Nine Major Races
There are nine major races corresponding to the nine major alignments. This does not mean that if you are a member of that race that you must be that alignment. All it means is that the average member of that race is of that alignment, with one exception (explained below).
This also does not mean that there are only nine races; quite the contrary. It just means there are nine major races, i.e. races that are very numerous and popular.
Lawful Good: Dwarves
There is only one kind of Dwarf on Avlis as far as the rules are concerned, but from a roleplaying perspective, dwarves can be either Galdokin or Dubgaldokin. Galdokin are dwarves who live in Galdos, while Dubgaldokin are dwarves who hail from Deglos. Both Galdokin and Dubgaldokin are played exactly like the dwarves in the rules for NWN. The stature, manner, and coloring of the Galdokin are exactly that of the generic dwarf of the Player's Handbook. In appearance Dubgaldokin are much the same as Galdokin, except they are often tanned by the sun from being outside, and their ideals are often more openminded.

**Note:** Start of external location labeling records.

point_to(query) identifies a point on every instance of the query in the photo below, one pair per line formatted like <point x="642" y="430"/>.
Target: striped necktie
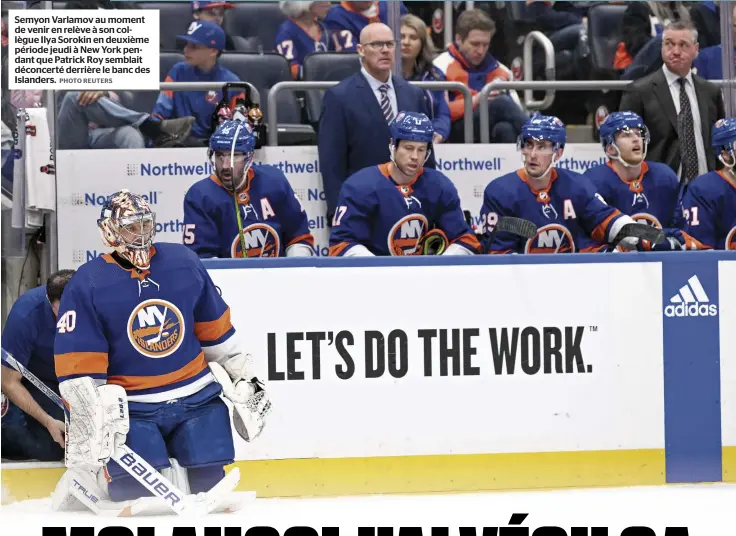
<point x="388" y="112"/>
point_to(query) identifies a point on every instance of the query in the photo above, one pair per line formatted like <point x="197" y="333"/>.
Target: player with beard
<point x="401" y="208"/>
<point x="570" y="216"/>
<point x="244" y="207"/>
<point x="709" y="204"/>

Although it is rare, the close proximity of the dwarves and gnomes sometimes produces unorthodox family units made up of a dwarven and gnomish spouse. These unions will sometimes bear children. Oddly enough, the children appear mostly dwarven, albeit slightly skinnier and lighter. Females however, do not grow beards when they are hybrid. These members of society are often referred to as "stone dwarves" because it is thought they look more like their Galdokin cousins. This is true to some extent because Dubgaldokin, although still dwarves, have changed a bit as well over the years. They became a bit more stockier and heavier than the Galdossian dwarves. When combined, the two races wind up making offspring closer in proportion to a Galdossian dwarf. The name "Stone dwarf" refers to the Galdokin xenophobic tendency to stay in their own isolated nation of stone. Galdokin often refer to the Dubgaldokin as "Grass dwarves" to reflect their more ebullient and sociable relations with creatures from the surface.
Neutral Good: The Fey
'Fey' is a term used to describe anything related to fairies and their kin (i.e. nymphs, sylphs, dryads, nixies, pixies, sprites, half-nymphs, half-dryads etc.). While the pureblooded fairies are identical to those described in D&D game literature, the half-fairies that are unique to Avlis each have their own special abilities that are dependent on their fey parent (these abilities are described in detail in Custom Races).

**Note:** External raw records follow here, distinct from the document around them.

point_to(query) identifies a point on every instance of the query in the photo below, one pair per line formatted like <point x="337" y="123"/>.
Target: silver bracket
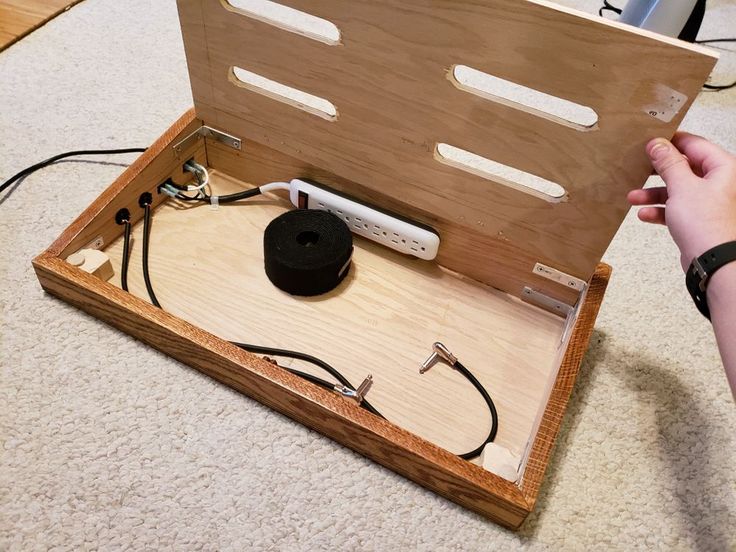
<point x="546" y="302"/>
<point x="358" y="394"/>
<point x="208" y="132"/>
<point x="560" y="277"/>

There are actually two classifications of fairy in Avlis – those made by the indigenous god O'Ma, and those made by the foreign goddess Titania. While most O'Ma fairies are Neutral Good, Titanian fairies lean more towards the True Neutral alignment of their creator. And while Titanian fairies cannot breed (you will only find female Titanian fairies on Avlis), O'Ma fairies can procreate with themselves as well as other humanoids (usually humans and elves). Friction due to this difference lead to the Fairy War, which blossomed into the Great War.
Two half-fey, half-nymphs and half-dryads, can be played as character races. For more information consult Custom Races. They are described in detail below.

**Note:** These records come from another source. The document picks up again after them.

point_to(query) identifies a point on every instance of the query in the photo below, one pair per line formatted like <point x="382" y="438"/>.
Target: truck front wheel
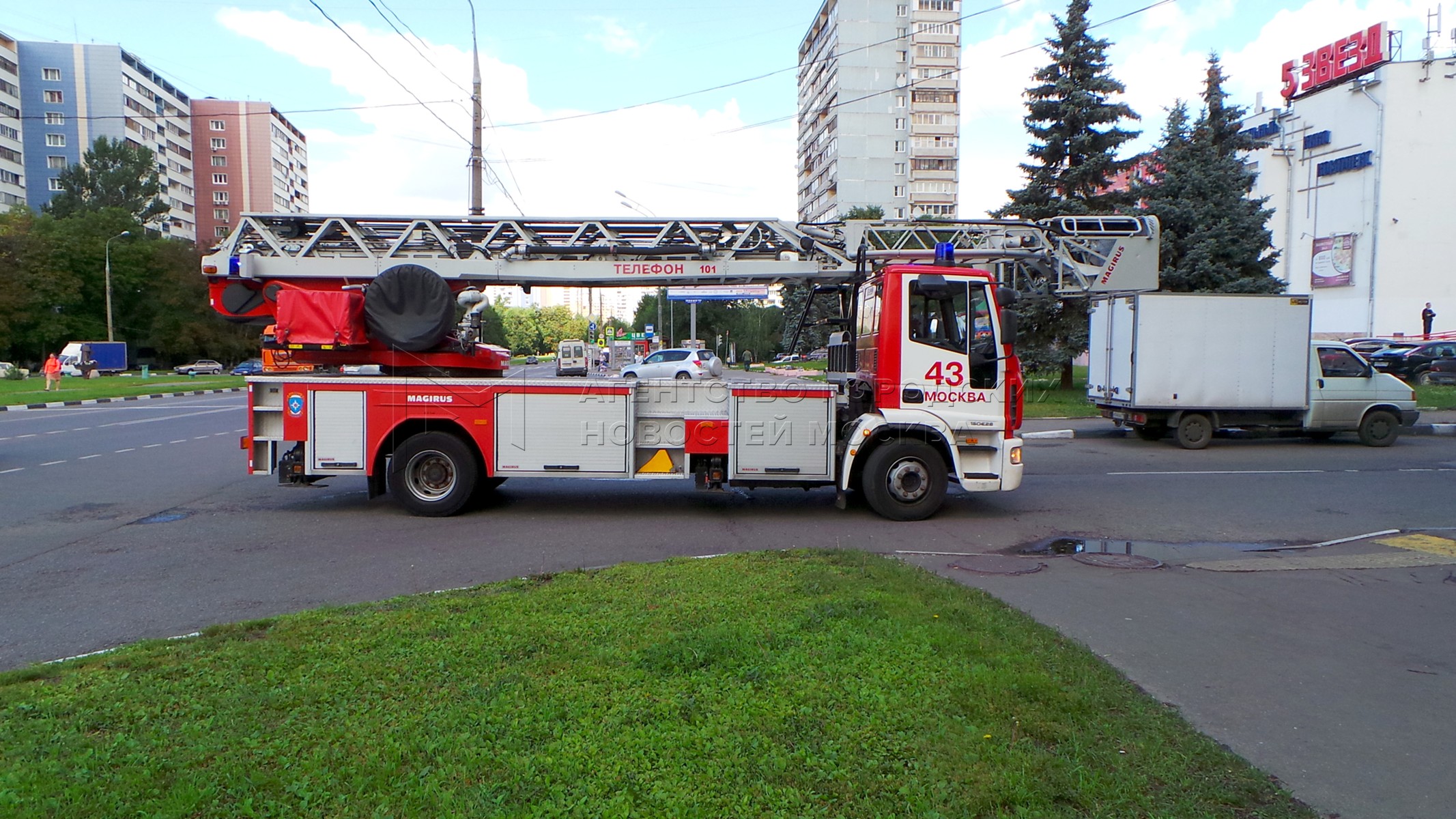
<point x="904" y="480"/>
<point x="433" y="474"/>
<point x="1380" y="428"/>
<point x="1195" y="431"/>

Half-dryads are even more peculiar than full dryads because they have the blood of two races in them. The life-giving attachment to an oak tree that dryads possess is not shared by them. However, even half-dryads are staunch lovers of oak forests, and are almost impossible to tell apart from full high elves. Their exact features depend on their non-dryad lineage, but they always have hair that changes to a platinum blonde in the winter and a dark brown in the summer. On rare occasions, there is a tinge of green in their darkcolored hair in the summertime. Style of dress among them varies widely, but it usually takes after their non-dryad parent. Half-dryads can speak the language of dryads, the language of their other forbearer (in most cases), and the common tongue. In seldom cases, (10% of the time) they can speak the language common to all the fairy races.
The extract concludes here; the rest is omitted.